New Trade Deal Brings Down Japan’s Tariff on US BeefEconomy
Japan and the United States concluded a bilateral trade deal in September 2019. Under the agreement, Japan will reduce tariffs on such agricultural and livestock products as beef, pork, and cheese to levels equivalent to the revised 11-nation Trans-Pacific Partnership, while the United States will eliminate or reduce tariffs on manufacturing goods, with the exception of automobiles and automobile parts.
One major reason why the agreement could be reached in an “unusually brief” period of just half a year (as described by one executive at a Japanese agricultural organization) was that the revised TPP came into effect on January 1, 2018. The deal, from which the United States withdrew, reduced the Japanese tariff on beef imports from Australia and other signatories from 38.5% to 27%, thus generating a 10% tariff gap compared to the rate on imports of US beef. This led to growing complaints within the US livestock industry that the competitive environment in Japan was unfair, and the US government pushed Japan for the early adoption of a similar deal. Both tariffs will continue to be gradually lowered to 9% in fiscal 2033.
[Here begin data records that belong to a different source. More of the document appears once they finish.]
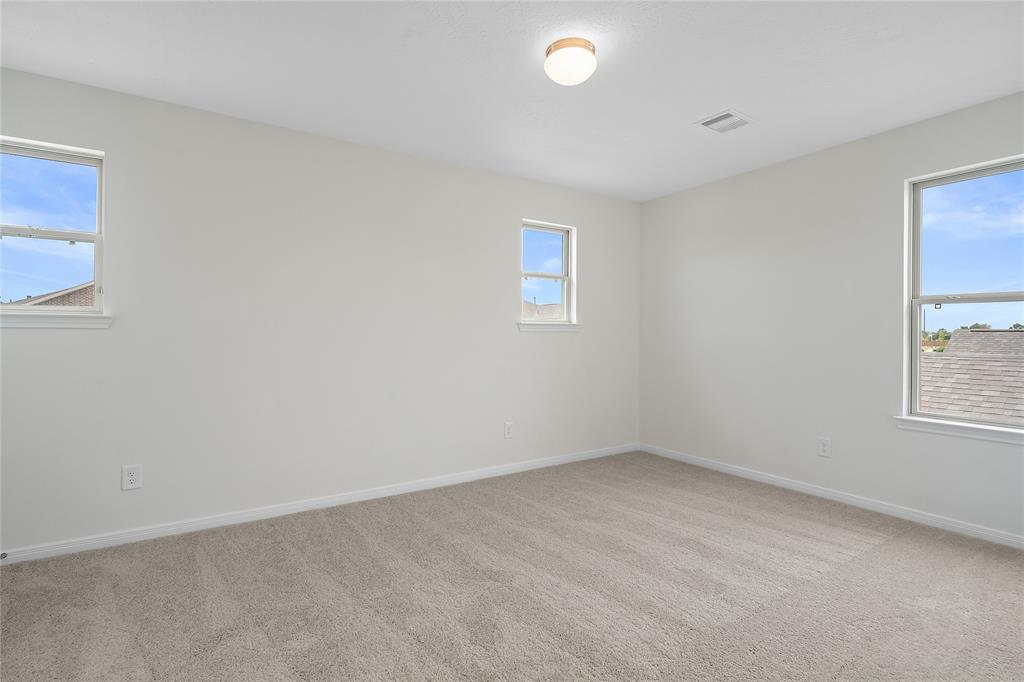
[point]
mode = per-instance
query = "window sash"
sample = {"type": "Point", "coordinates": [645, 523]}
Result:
{"type": "Point", "coordinates": [567, 278]}
{"type": "Point", "coordinates": [60, 153]}
{"type": "Point", "coordinates": [916, 300]}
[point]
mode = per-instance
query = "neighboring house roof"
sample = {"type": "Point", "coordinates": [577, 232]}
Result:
{"type": "Point", "coordinates": [980, 375]}
{"type": "Point", "coordinates": [79, 295]}
{"type": "Point", "coordinates": [532, 310]}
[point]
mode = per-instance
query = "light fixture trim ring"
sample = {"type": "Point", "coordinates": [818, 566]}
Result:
{"type": "Point", "coordinates": [570, 42]}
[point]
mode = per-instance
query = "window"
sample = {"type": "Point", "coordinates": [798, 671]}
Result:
{"type": "Point", "coordinates": [50, 229]}
{"type": "Point", "coordinates": [967, 296]}
{"type": "Point", "coordinates": [548, 271]}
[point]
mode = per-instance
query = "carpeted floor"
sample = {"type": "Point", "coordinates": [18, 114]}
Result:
{"type": "Point", "coordinates": [628, 567]}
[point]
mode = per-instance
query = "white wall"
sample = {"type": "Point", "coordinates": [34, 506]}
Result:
{"type": "Point", "coordinates": [297, 316]}
{"type": "Point", "coordinates": [772, 315]}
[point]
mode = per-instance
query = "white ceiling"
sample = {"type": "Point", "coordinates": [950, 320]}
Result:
{"type": "Point", "coordinates": [463, 82]}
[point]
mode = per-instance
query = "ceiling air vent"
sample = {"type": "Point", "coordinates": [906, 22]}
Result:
{"type": "Point", "coordinates": [724, 122]}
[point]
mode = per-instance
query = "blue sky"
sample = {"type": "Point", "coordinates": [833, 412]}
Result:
{"type": "Point", "coordinates": [973, 242]}
{"type": "Point", "coordinates": [542, 252]}
{"type": "Point", "coordinates": [45, 194]}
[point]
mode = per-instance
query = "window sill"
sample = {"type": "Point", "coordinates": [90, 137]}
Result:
{"type": "Point", "coordinates": [549, 327]}
{"type": "Point", "coordinates": [62, 320]}
{"type": "Point", "coordinates": [962, 429]}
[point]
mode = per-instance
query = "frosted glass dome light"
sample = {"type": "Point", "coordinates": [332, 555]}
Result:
{"type": "Point", "coordinates": [570, 60]}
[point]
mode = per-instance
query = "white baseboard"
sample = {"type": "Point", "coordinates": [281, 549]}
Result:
{"type": "Point", "coordinates": [230, 518]}
{"type": "Point", "coordinates": [927, 518]}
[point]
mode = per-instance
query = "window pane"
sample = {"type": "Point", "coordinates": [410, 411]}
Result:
{"type": "Point", "coordinates": [973, 236]}
{"type": "Point", "coordinates": [543, 300]}
{"type": "Point", "coordinates": [35, 271]}
{"type": "Point", "coordinates": [543, 252]}
{"type": "Point", "coordinates": [40, 193]}
{"type": "Point", "coordinates": [972, 360]}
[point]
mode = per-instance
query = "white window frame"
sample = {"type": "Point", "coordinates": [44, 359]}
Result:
{"type": "Point", "coordinates": [59, 315]}
{"type": "Point", "coordinates": [912, 417]}
{"type": "Point", "coordinates": [570, 321]}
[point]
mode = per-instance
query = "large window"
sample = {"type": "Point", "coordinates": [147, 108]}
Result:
{"type": "Point", "coordinates": [50, 228]}
{"type": "Point", "coordinates": [967, 298]}
{"type": "Point", "coordinates": [548, 272]}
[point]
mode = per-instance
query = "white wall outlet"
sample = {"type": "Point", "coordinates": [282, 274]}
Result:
{"type": "Point", "coordinates": [131, 476]}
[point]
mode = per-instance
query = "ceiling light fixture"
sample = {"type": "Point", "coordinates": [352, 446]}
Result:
{"type": "Point", "coordinates": [570, 60]}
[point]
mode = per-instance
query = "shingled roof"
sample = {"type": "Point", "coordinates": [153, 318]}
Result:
{"type": "Point", "coordinates": [980, 375]}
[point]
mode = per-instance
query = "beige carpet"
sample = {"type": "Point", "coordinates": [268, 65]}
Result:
{"type": "Point", "coordinates": [629, 567]}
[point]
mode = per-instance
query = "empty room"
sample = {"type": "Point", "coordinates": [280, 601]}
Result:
{"type": "Point", "coordinates": [511, 341]}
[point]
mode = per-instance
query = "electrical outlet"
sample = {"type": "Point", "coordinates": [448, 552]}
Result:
{"type": "Point", "coordinates": [131, 476]}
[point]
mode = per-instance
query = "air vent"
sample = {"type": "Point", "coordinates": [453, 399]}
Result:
{"type": "Point", "coordinates": [724, 122]}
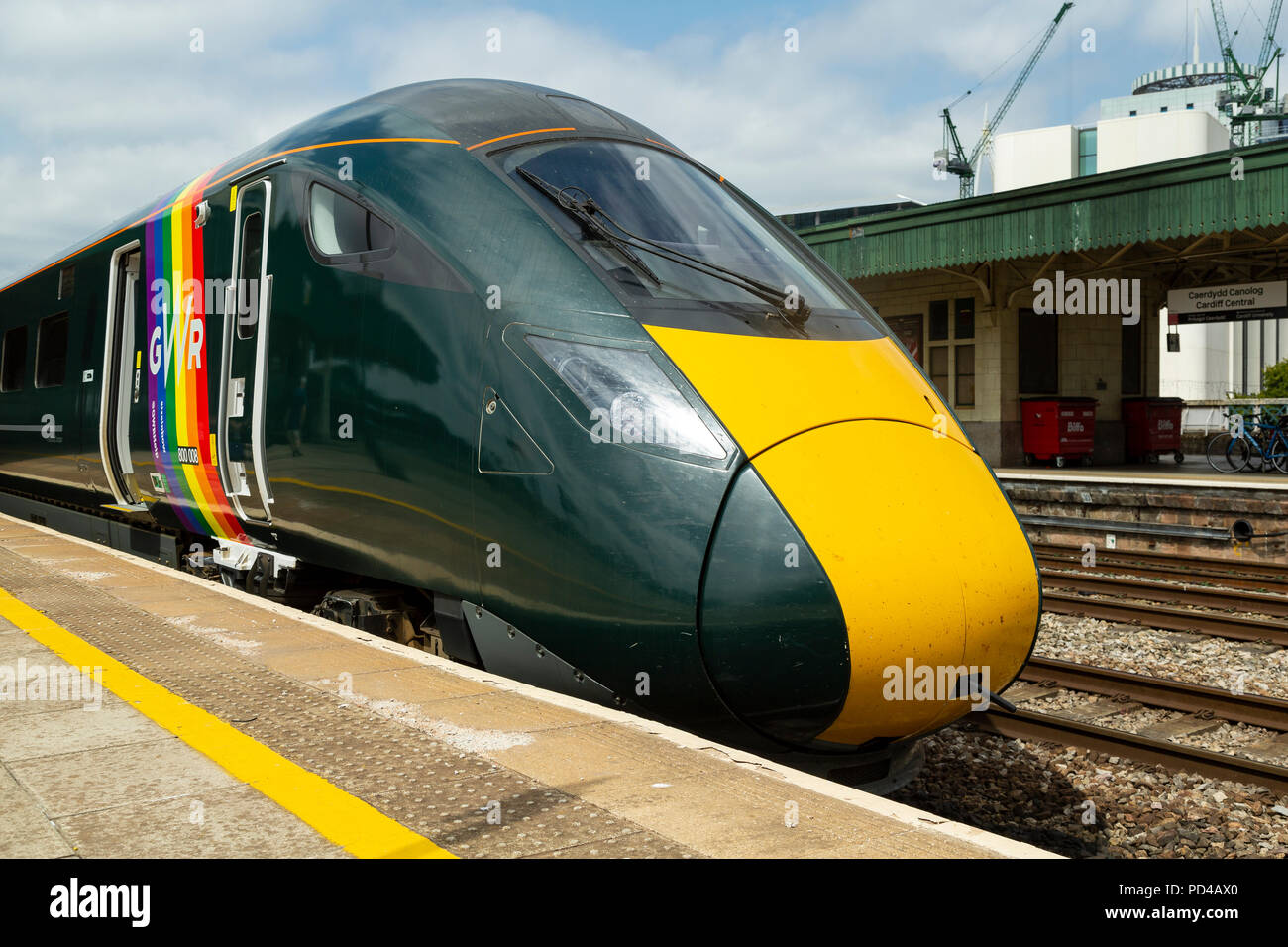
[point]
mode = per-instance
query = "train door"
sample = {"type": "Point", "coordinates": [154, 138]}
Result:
{"type": "Point", "coordinates": [121, 368]}
{"type": "Point", "coordinates": [248, 308]}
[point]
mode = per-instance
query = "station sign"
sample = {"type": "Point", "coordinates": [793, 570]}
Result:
{"type": "Point", "coordinates": [1237, 303]}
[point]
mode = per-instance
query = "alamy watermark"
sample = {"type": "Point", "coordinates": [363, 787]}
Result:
{"type": "Point", "coordinates": [940, 684]}
{"type": "Point", "coordinates": [37, 682]}
{"type": "Point", "coordinates": [1077, 296]}
{"type": "Point", "coordinates": [629, 420]}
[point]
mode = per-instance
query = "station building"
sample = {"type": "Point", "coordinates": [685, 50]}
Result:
{"type": "Point", "coordinates": [965, 285]}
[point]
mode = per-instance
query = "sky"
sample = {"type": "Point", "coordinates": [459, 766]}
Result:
{"type": "Point", "coordinates": [127, 107]}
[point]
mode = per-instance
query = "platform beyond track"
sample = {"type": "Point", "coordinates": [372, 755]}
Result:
{"type": "Point", "coordinates": [230, 725]}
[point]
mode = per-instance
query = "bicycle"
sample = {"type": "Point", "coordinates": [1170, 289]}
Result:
{"type": "Point", "coordinates": [1266, 445]}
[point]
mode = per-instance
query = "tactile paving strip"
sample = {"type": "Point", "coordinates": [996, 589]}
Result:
{"type": "Point", "coordinates": [443, 792]}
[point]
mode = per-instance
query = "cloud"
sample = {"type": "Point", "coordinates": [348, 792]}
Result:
{"type": "Point", "coordinates": [116, 95]}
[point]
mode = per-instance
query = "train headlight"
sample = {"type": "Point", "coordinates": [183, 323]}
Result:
{"type": "Point", "coordinates": [630, 398]}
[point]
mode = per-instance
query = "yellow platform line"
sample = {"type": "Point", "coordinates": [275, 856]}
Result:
{"type": "Point", "coordinates": [335, 814]}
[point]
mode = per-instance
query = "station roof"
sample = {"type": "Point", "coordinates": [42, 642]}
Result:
{"type": "Point", "coordinates": [1185, 197]}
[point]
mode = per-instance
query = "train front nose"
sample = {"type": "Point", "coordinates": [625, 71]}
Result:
{"type": "Point", "coordinates": [858, 571]}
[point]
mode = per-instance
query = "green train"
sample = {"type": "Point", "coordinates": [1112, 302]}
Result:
{"type": "Point", "coordinates": [559, 401]}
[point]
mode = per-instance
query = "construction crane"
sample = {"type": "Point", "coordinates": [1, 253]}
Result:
{"type": "Point", "coordinates": [952, 158]}
{"type": "Point", "coordinates": [1245, 94]}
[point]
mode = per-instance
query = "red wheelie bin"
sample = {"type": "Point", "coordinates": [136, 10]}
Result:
{"type": "Point", "coordinates": [1151, 427]}
{"type": "Point", "coordinates": [1059, 429]}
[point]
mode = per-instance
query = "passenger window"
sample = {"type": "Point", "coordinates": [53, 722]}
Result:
{"type": "Point", "coordinates": [340, 226]}
{"type": "Point", "coordinates": [52, 351]}
{"type": "Point", "coordinates": [248, 274]}
{"type": "Point", "coordinates": [13, 360]}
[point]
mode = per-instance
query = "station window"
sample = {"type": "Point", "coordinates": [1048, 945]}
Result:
{"type": "Point", "coordinates": [1039, 354]}
{"type": "Point", "coordinates": [52, 351]}
{"type": "Point", "coordinates": [939, 321]}
{"type": "Point", "coordinates": [952, 365]}
{"type": "Point", "coordinates": [965, 357]}
{"type": "Point", "coordinates": [907, 330]}
{"type": "Point", "coordinates": [1132, 381]}
{"type": "Point", "coordinates": [1087, 151]}
{"type": "Point", "coordinates": [939, 369]}
{"type": "Point", "coordinates": [964, 318]}
{"type": "Point", "coordinates": [340, 226]}
{"type": "Point", "coordinates": [13, 360]}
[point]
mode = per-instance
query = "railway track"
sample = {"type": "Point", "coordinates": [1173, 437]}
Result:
{"type": "Point", "coordinates": [1157, 692]}
{"type": "Point", "coordinates": [1267, 578]}
{"type": "Point", "coordinates": [1253, 710]}
{"type": "Point", "coordinates": [1170, 618]}
{"type": "Point", "coordinates": [1026, 724]}
{"type": "Point", "coordinates": [1205, 596]}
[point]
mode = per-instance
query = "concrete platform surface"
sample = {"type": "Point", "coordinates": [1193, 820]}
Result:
{"type": "Point", "coordinates": [230, 725]}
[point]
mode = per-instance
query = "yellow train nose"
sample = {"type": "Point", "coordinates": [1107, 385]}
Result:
{"type": "Point", "coordinates": [935, 578]}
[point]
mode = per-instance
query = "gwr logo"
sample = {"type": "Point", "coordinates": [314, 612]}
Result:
{"type": "Point", "coordinates": [187, 326]}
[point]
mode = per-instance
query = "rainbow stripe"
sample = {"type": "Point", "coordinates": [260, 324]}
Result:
{"type": "Point", "coordinates": [178, 355]}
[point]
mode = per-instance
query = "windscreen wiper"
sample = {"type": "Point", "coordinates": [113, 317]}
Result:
{"type": "Point", "coordinates": [795, 316]}
{"type": "Point", "coordinates": [588, 211]}
{"type": "Point", "coordinates": [590, 226]}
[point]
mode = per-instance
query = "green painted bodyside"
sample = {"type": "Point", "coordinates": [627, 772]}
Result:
{"type": "Point", "coordinates": [599, 560]}
{"type": "Point", "coordinates": [771, 624]}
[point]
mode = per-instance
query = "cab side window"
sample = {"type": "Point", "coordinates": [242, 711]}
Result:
{"type": "Point", "coordinates": [52, 351]}
{"type": "Point", "coordinates": [340, 227]}
{"type": "Point", "coordinates": [13, 360]}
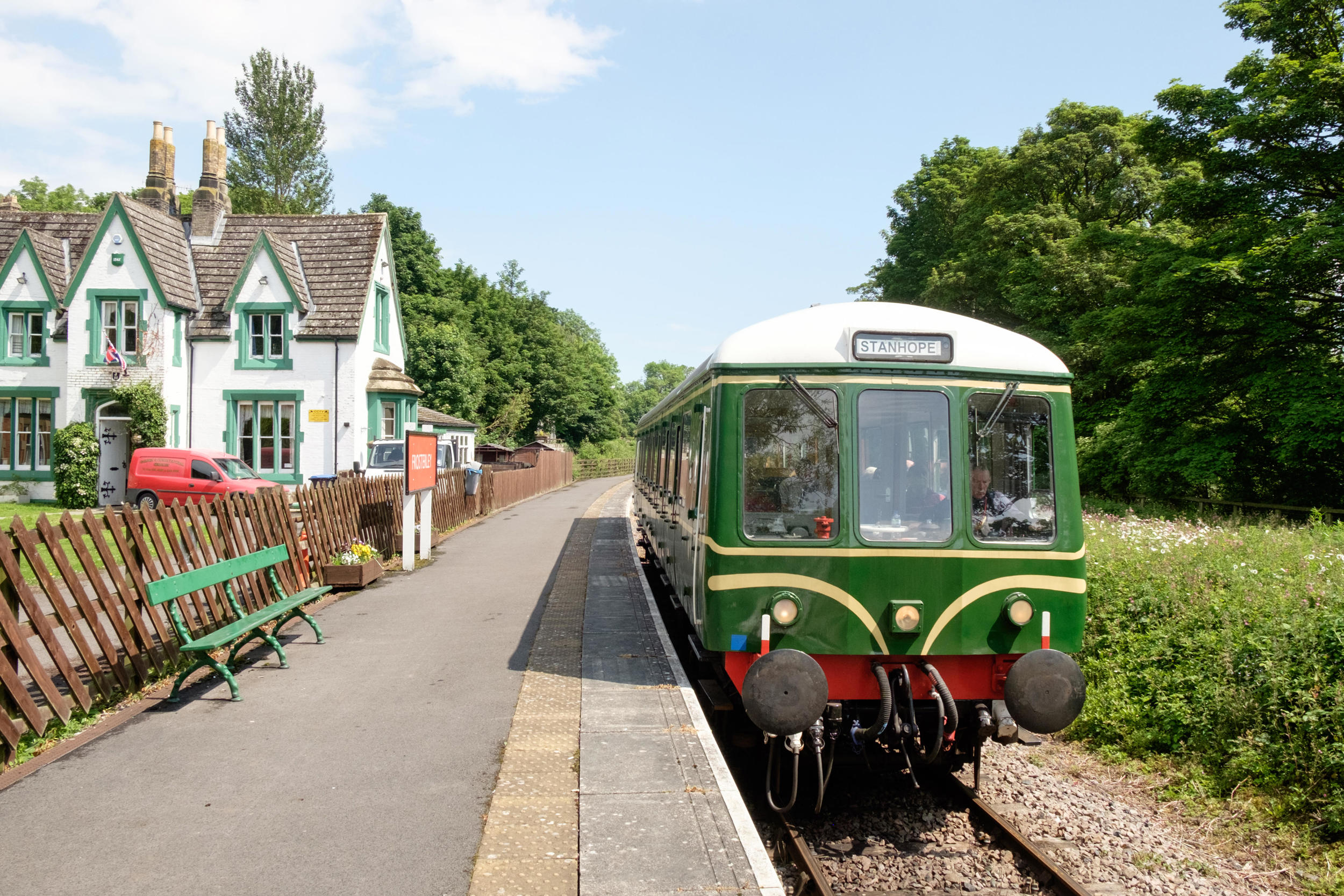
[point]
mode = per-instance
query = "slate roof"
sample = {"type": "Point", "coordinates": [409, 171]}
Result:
{"type": "Point", "coordinates": [335, 259]}
{"type": "Point", "coordinates": [166, 246]}
{"type": "Point", "coordinates": [46, 230]}
{"type": "Point", "coordinates": [439, 418]}
{"type": "Point", "coordinates": [331, 273]}
{"type": "Point", "coordinates": [386, 377]}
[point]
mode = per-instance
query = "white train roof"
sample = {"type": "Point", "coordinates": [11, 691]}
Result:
{"type": "Point", "coordinates": [826, 335]}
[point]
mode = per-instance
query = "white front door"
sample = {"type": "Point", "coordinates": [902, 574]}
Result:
{"type": "Point", "coordinates": [113, 458]}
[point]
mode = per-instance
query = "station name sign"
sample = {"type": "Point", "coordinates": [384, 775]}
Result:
{"type": "Point", "coordinates": [902, 347]}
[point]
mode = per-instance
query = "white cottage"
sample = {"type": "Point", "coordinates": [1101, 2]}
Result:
{"type": "Point", "coordinates": [275, 338]}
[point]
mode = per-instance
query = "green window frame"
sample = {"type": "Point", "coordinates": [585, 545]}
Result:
{"type": "Point", "coordinates": [264, 428]}
{"type": "Point", "coordinates": [111, 320]}
{"type": "Point", "coordinates": [26, 335]}
{"type": "Point", "coordinates": [382, 320]}
{"type": "Point", "coordinates": [27, 421]}
{"type": "Point", "coordinates": [264, 336]}
{"type": "Point", "coordinates": [404, 410]}
{"type": "Point", "coordinates": [176, 339]}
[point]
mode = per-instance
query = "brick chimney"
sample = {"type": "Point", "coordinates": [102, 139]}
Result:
{"type": "Point", "coordinates": [206, 203]}
{"type": "Point", "coordinates": [170, 162]}
{"type": "Point", "coordinates": [224, 171]}
{"type": "Point", "coordinates": [155, 192]}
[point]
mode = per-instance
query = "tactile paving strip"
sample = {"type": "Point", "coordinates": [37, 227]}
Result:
{"type": "Point", "coordinates": [530, 843]}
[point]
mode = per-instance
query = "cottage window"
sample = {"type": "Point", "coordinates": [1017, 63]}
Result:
{"type": "Point", "coordinates": [25, 434]}
{"type": "Point", "coordinates": [121, 327]}
{"type": "Point", "coordinates": [268, 336]}
{"type": "Point", "coordinates": [267, 434]}
{"type": "Point", "coordinates": [26, 335]}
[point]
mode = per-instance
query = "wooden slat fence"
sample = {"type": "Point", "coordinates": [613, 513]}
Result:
{"type": "Point", "coordinates": [76, 623]}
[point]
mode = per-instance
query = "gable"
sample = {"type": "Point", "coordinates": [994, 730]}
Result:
{"type": "Point", "coordinates": [264, 246]}
{"type": "Point", "coordinates": [25, 256]}
{"type": "Point", "coordinates": [156, 241]}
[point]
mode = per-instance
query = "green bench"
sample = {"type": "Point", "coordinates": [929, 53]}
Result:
{"type": "Point", "coordinates": [248, 626]}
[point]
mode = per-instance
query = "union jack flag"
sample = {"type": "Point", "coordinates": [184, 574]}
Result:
{"type": "Point", "coordinates": [113, 356]}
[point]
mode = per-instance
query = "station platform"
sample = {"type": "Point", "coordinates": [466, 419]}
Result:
{"type": "Point", "coordinates": [657, 812]}
{"type": "Point", "coordinates": [504, 722]}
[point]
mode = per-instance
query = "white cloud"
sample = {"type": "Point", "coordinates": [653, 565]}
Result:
{"type": "Point", "coordinates": [173, 61]}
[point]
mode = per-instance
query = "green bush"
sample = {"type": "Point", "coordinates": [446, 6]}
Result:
{"type": "Point", "coordinates": [1222, 647]}
{"type": "Point", "coordinates": [148, 414]}
{"type": "Point", "coordinates": [74, 465]}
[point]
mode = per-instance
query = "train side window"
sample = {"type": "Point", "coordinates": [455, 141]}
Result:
{"type": "Point", "coordinates": [676, 460]}
{"type": "Point", "coordinates": [905, 467]}
{"type": "Point", "coordinates": [791, 473]}
{"type": "Point", "coordinates": [1012, 493]}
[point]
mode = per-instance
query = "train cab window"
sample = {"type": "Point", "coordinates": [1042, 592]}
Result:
{"type": "Point", "coordinates": [905, 470]}
{"type": "Point", "coordinates": [791, 465]}
{"type": "Point", "coordinates": [1012, 494]}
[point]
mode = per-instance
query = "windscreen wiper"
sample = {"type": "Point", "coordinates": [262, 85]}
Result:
{"type": "Point", "coordinates": [811, 402]}
{"type": "Point", "coordinates": [999, 409]}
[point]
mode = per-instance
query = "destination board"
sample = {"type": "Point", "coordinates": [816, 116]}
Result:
{"type": "Point", "coordinates": [902, 347]}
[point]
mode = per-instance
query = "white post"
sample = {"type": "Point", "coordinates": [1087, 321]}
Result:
{"type": "Point", "coordinates": [409, 532]}
{"type": "Point", "coordinates": [426, 521]}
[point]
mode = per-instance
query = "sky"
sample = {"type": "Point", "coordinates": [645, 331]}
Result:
{"type": "Point", "coordinates": [674, 171]}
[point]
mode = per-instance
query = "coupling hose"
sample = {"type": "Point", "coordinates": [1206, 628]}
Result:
{"type": "Point", "coordinates": [949, 706]}
{"type": "Point", "coordinates": [875, 730]}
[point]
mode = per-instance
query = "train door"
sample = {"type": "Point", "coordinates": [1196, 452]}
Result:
{"type": "Point", "coordinates": [699, 505]}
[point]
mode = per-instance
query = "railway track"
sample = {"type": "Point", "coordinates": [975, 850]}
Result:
{"type": "Point", "coordinates": [815, 881]}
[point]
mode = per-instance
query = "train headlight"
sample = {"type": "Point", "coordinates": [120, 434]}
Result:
{"type": "Point", "coordinates": [906, 617]}
{"type": "Point", "coordinates": [1018, 609]}
{"type": "Point", "coordinates": [785, 609]}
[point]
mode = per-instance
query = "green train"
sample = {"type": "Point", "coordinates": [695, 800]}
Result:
{"type": "Point", "coordinates": [869, 515]}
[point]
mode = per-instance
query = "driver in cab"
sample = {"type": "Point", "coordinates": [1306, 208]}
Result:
{"type": "Point", "coordinates": [987, 504]}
The new tariff on US beef came into effect in January 2020. This change led major supermarket chains like Itō-Yōkadō and Aeon Retail to offer a number of promotions on US beef featuring price cuts of around 10% to 20%. Imports include brands like Angus Beef, which is popular for steaks. Government officials have said that the share of US beef within the Japanese market is likely to expand as a result of the deal.
Meanwhile, Japanese livestock farmers face a headwind from the rise in imports. According to government calculations, domestic beef production could face losses of up to ¥47 billion. In Hokkaidō and elsewhere, some agricultural associations are calling for increased government subsidies to help raise competitivity.